“An essential history of the struggle by both Black and white women to achieve their equal rights.”—Hillary Rodham Clinton
The Nineteenth Amendment was an incomplete victory. Black and white women fought hard for voting rights and doubled the number of eligible voters, but the amendment did not enfranchise all women, or even protect the rights of those women who could vote. A century later, women are still grappling with how to use the vote and their political power to expand civil rights, confront racial violence, improve maternal health, advance educational and employment opportunities, and secure reproductive rights.
Formidable chronicles the efforts of white and Black women to advance sometimes competing causes. Black women wanted the rights enjoyed by whites. They wanted to protect their communities from racial violence and discrimination. Theirs was not only a women’s movement. White women wanted to be equal to white men. They sought equal legal rights, political power, safeguards for working women and immigrants, and an end to confining social structures. There were also many white women who opposed any advance for any women.
In this riveting narrative, Dr. Elisabeth Griffith integrates the fight by white and Black women to achieve equality. Previously their parallel struggles for social justice have been presented separately—as white or Black topics—or covered narrowly, through only certain individuals, decades, or incidents. Formidable provides a sweeping, century-long perspective, and an expansive cast of change agents. From feminists and civil rights activists to politicians and social justice advocates, from working class women to mothers and homemakers, from radicals and conservatives to those who were offended by feminism, threatened by social change, or convinced of white supremacy, the diversity of the women’s movement mirrors America.

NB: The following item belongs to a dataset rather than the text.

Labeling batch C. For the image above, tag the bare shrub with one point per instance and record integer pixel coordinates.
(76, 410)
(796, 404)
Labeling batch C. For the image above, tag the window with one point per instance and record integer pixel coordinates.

After that landmark victory in 1920, suffragists had a sense of optimism, declaring, “Now we can begin!” By 2020, a new generation knew how hard the fight for incremental change was; they would have to begin again. Both engaging and outraging, Formidable will propel readers to continue their foremothers’ fights to achieve equality for all.
Elisabeth Griffith earned her PhD from The American University and an undergraduate degree from Wellesley College. She has been a Kennedy Fellow at Harvard’s Institute of Politics and a Klingenstein Fellow at Columbia Teachers College. Dr. Griffith has spent her career working for women’s rights as an activist and an academic, teaching women’s history at the secondary and college level andhas written forThe New York Times, The Washington Post, and professional journals. She is currently teaching courses in women’s history at the Smithsonian Associates and Politics & Prose. She is the author of In Her Own Right: The Life of Elizabeth Cady Stanton, which was the inspiration for Ken Burns’ PBS documentary, Not For Ourselves Alone.